Markus W. Schweiger,*1,2,3 Mao Li,1,2,4 Renata L. Fleming,1,2 Elie I. Tabet,1,2,3,5 and Bakhos A. Tannous1,2
1 Experimental Therapeutics and Molecular Imaging Laboratory, Department of Neurology, Neuro-Oncology Division, Massachusetts General Hospital, Boston, MA, USA
2 Neuroscience Program, Harvard Medical School, Boston, MA, USA
3 Department of Neurosurgery, Cancer Center Amsterdam, Brain Tumor Center Amsterdam, Amsterdam UMC, Vrije Universiteit, Amsterdam, NL
4 Department of Neurosurgery, West China Hospital, Sichuan University, Chengdu, Sichuan, China
5 Department of Biomedical Engineering, University of South Dakota, 4800 N. Career Ave, Suite 221, Sioux Falls, SD, USA

* Presenting and corresponding author: mschweiger@mgh.harvard.edu 

Submitted: Jun 11 2020; Published online: Jul 27, 2020

 

ABSTRACT

Glioblastoma (GBM) is the most common and aggressive brain tumor in adults with poor prognosis and rare long-term survival.

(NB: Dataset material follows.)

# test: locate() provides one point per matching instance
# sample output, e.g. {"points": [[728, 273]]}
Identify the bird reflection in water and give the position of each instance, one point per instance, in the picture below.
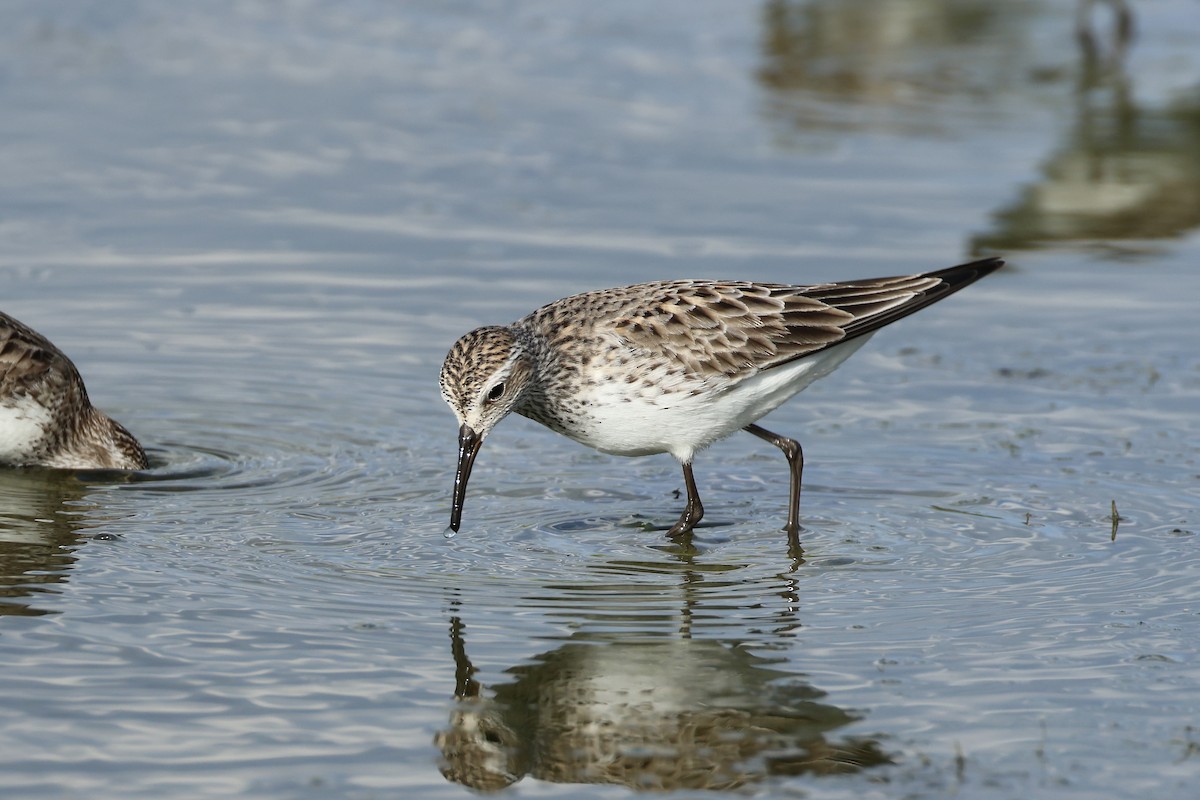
{"points": [[659, 714]]}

Molecular classification revealed three distinct GBM subgroups and has helped to shine light on the tumor’s inter/intratumoral heterogeneity. Recent studies showed that these subgroups are flexible and differ spatially and temporally within patient tumors. Interestingly, plasticity between these subtypes in which the proneural (PN) glioma stem-like cells undergo transition into the more aggressive mesenchymal (MES) subtype has been observed. Extracellular vesicles (EVs) are considered a heterogeneous group of membrane-limited vesicles originating from the plasma membrane or endosome. They are secreted by nearly every cell and have been shown to play a key role in GBM progression by acting as multifunctional signaling complexes. We show that MES cells derived EVs modulate PN cells to increase proliferation, migration potential, stemness, invasiveness, aggressiveness, and therapeutic resistance by inducing mesenchymal transition through NF-KB/STAT3 signaling. Our findings could potentially help explore novel treatment strategies targeting intratumoral EV crosstalk and further suggest that EVs play a role in mesenchymal transition of other tumor types.